A primeira vez que ouvi falar no documentário Miss Representation* foi no blogue da Lola. Premiado no Festival de Sundance em 2011, o filme, dirigido por Jennifer Siebel Newson, parte de uma premissa que tem sido o mote dos debates feministas neste início de século: as questões de imagem e representação da mulher nos meios de comunicação, e, consequentemente, no imaginário das pessoas.

Sobre o retrato das mulheres na indústria cultural – seja em músicas, filmes, na moda – não há muita surpresa. Sabemos que com raríssimas exceções o cinema privilegia papéis masculinos, e mais do que isso, histórias sobre homens ou coisas que acontecem com homens. Mesmo as ‘chick flicks‘, ou comédias românticas, em última análise tratam de mocinhas independentes e moderninhas que vivem mil e uma situações… em busca do seu príncipe encantado. Sobre esse aspecto da misrepresentation, o melhor depoimento é o de Geena Davis – estrela de Thelma e Louise, um raro filme feminista cujo final é um símbolo do backlash que já estava em andamento desde os anos 1980. Geena está à frente de um instituto de estudos sobre gênero na mídia e, junto com outras pesquisadoras do tema, traz questionamentos muito interessantes durante o filme.

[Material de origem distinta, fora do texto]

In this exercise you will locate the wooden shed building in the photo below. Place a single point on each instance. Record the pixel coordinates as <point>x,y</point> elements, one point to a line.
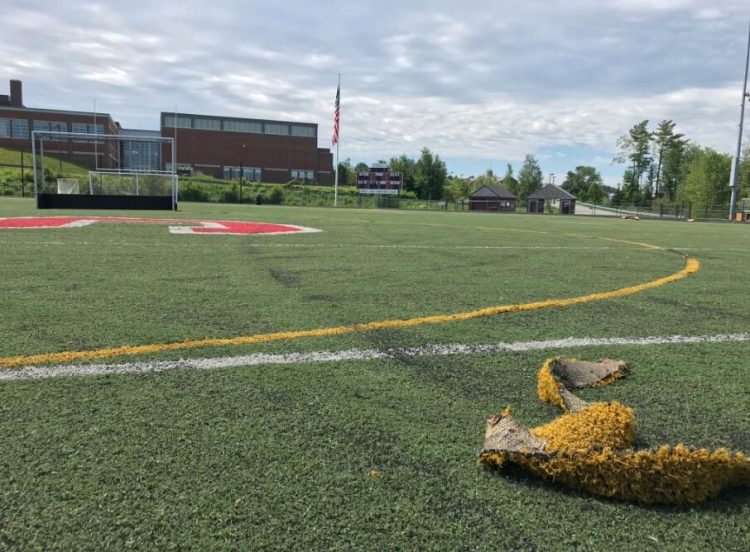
<point>492,198</point>
<point>552,196</point>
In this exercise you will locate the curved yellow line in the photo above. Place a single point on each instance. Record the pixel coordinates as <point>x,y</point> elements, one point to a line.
<point>691,266</point>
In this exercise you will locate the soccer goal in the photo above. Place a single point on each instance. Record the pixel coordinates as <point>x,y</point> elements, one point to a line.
<point>84,170</point>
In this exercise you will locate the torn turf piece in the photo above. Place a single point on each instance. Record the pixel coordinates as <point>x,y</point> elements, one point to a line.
<point>591,447</point>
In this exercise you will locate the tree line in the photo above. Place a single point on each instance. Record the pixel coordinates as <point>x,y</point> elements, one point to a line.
<point>662,165</point>
<point>429,179</point>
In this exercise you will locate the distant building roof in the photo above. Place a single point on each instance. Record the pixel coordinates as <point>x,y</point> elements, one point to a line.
<point>550,191</point>
<point>492,191</point>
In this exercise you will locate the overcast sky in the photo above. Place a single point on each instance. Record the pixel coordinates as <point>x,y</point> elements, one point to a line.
<point>481,83</point>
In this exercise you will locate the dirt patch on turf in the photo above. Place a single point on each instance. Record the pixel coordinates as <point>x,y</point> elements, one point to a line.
<point>285,277</point>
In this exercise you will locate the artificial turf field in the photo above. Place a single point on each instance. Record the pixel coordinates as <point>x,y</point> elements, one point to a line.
<point>282,456</point>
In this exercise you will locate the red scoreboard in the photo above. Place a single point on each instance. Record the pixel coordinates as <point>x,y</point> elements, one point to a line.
<point>379,180</point>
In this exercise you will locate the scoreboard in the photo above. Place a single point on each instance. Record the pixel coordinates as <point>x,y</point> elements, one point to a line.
<point>379,180</point>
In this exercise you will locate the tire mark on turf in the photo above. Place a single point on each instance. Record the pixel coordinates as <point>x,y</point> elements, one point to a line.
<point>692,265</point>
<point>399,354</point>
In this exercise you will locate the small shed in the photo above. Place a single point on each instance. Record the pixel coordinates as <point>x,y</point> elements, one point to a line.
<point>552,196</point>
<point>492,198</point>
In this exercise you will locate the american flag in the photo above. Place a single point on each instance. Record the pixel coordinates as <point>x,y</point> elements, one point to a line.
<point>335,139</point>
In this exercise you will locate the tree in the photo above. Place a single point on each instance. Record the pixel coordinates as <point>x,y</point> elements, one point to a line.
<point>595,194</point>
<point>667,151</point>
<point>487,179</point>
<point>744,177</point>
<point>583,182</point>
<point>407,167</point>
<point>430,175</point>
<point>510,183</point>
<point>361,167</point>
<point>635,149</point>
<point>456,189</point>
<point>529,177</point>
<point>706,182</point>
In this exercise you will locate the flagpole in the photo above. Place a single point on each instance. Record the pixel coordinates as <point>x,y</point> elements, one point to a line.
<point>336,181</point>
<point>736,160</point>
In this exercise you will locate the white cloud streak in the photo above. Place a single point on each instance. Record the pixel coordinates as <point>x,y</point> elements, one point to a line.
<point>474,80</point>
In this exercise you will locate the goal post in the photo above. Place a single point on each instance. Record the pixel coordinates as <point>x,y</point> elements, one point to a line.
<point>103,171</point>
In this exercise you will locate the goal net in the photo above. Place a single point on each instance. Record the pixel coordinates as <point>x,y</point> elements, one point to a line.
<point>130,183</point>
<point>93,170</point>
<point>67,186</point>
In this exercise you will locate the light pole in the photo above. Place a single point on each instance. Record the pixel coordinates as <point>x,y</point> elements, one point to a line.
<point>134,168</point>
<point>736,164</point>
<point>242,170</point>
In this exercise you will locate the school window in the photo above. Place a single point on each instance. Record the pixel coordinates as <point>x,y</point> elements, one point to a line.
<point>305,131</point>
<point>273,128</point>
<point>207,124</point>
<point>20,128</point>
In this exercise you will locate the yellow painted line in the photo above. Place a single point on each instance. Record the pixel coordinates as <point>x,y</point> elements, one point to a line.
<point>691,266</point>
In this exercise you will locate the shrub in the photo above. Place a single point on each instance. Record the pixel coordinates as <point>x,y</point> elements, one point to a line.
<point>274,195</point>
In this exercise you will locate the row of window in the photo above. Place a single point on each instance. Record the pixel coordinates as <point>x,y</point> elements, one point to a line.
<point>302,175</point>
<point>248,173</point>
<point>14,128</point>
<point>19,128</point>
<point>204,123</point>
<point>254,173</point>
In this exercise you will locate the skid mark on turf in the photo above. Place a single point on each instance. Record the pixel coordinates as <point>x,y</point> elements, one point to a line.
<point>258,359</point>
<point>691,266</point>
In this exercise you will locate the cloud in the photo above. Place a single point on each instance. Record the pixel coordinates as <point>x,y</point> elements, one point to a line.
<point>473,80</point>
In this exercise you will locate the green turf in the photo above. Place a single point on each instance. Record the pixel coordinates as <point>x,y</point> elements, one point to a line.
<point>278,457</point>
<point>10,156</point>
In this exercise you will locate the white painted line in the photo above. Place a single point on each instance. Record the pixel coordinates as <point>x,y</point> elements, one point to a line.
<point>331,245</point>
<point>67,370</point>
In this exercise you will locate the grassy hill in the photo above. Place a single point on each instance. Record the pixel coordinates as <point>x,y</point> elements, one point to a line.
<point>11,158</point>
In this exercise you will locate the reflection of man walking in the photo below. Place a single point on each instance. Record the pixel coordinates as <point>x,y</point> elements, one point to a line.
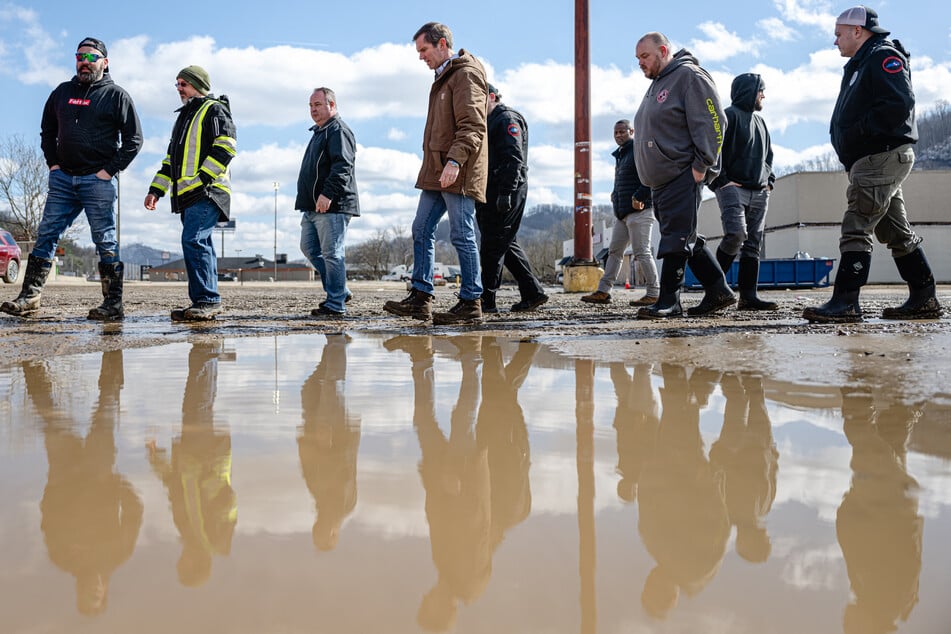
<point>198,475</point>
<point>328,443</point>
<point>91,515</point>
<point>878,524</point>
<point>683,516</point>
<point>746,456</point>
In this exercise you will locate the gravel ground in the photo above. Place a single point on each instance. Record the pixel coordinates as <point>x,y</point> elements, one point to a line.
<point>266,309</point>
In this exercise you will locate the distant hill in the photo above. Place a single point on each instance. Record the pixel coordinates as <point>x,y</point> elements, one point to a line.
<point>139,254</point>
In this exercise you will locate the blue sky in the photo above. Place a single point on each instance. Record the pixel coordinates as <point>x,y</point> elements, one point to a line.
<point>268,56</point>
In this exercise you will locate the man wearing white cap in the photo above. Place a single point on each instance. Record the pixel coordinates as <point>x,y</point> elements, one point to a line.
<point>873,130</point>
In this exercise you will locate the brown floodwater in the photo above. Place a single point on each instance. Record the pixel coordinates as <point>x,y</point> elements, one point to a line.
<point>365,483</point>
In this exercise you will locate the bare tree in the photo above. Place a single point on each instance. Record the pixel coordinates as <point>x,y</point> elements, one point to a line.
<point>374,253</point>
<point>24,178</point>
<point>24,184</point>
<point>544,250</point>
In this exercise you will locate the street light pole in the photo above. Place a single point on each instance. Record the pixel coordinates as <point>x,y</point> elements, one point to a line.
<point>276,187</point>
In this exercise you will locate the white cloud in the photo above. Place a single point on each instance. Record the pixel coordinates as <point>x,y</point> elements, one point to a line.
<point>815,13</point>
<point>722,44</point>
<point>777,30</point>
<point>787,157</point>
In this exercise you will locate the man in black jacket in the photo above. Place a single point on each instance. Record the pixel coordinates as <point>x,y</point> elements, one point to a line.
<point>327,199</point>
<point>743,187</point>
<point>195,173</point>
<point>89,133</point>
<point>873,130</point>
<point>500,215</point>
<point>633,208</point>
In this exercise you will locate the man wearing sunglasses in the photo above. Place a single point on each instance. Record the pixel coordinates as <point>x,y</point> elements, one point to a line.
<point>195,175</point>
<point>89,133</point>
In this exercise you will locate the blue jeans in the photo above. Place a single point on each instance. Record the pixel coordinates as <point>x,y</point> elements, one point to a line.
<point>432,206</point>
<point>201,264</point>
<point>68,196</point>
<point>743,216</point>
<point>321,240</point>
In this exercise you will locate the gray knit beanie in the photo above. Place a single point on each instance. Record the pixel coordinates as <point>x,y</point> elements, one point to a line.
<point>197,77</point>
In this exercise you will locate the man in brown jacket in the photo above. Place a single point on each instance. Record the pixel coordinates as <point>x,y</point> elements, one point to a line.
<point>452,178</point>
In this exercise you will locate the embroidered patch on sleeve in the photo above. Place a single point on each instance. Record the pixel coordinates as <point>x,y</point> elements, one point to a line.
<point>892,64</point>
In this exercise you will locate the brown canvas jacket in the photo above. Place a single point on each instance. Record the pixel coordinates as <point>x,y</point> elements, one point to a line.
<point>455,129</point>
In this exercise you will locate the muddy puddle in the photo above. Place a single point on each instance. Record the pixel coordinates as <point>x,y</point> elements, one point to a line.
<point>368,483</point>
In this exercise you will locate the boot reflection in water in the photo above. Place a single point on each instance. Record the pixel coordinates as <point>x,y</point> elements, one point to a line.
<point>746,456</point>
<point>198,475</point>
<point>90,515</point>
<point>878,524</point>
<point>635,422</point>
<point>683,519</point>
<point>328,443</point>
<point>455,475</point>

Mas o mais surpreendente é a constatação de que as mulheres são misrepresented (mal representadas?) não só nas áreas ligadas à cultura e ao entretenimento, mas também – e principalmente – na política. A edição do filme confronta imagens de programas jornalísticos apresentando reportagens sobre Hillary Clinton e Sarah Palin. E embora sejam duas políticas completamente diferente em todos os aspectos, atuando em espectros diferentes, uma mais velha, a outra jovem, uma adequada ao padrão de beleza vigente, a outra nem tanto… ambas foram massacradas pela imprensa. Em linhas gerais, Hillary é retratada como uma bitch, castradora, que só chegou ao poder porque o marido “caiu em desgraça”; já Sarah Palin é considerada “material de masturbação”. Difícil decidir qual das duas foi mais ofendida. (Qualquer semelhança com a presidenta Dilma e sua “faxina” ministerial não é mera coincidência.)

Não sei se é um filme fácil de encontrar – parece que no You Tube se consegue assistir a uma versão legendada. Eu demorei a conseguir assistir, mas fiquei com este nome na cabeça em busca de uma oportunidade que enfim apareceu. Se puderem, vejam. Miss Representation, mais que um filme, é um projeto pela mudança, e disseminar a ideia faz parte desse projeto.

-Monix-

* Trocadilho intraduzível com a palavra misrepresentation, que significa algo como uma representação equivocada ou enganosa.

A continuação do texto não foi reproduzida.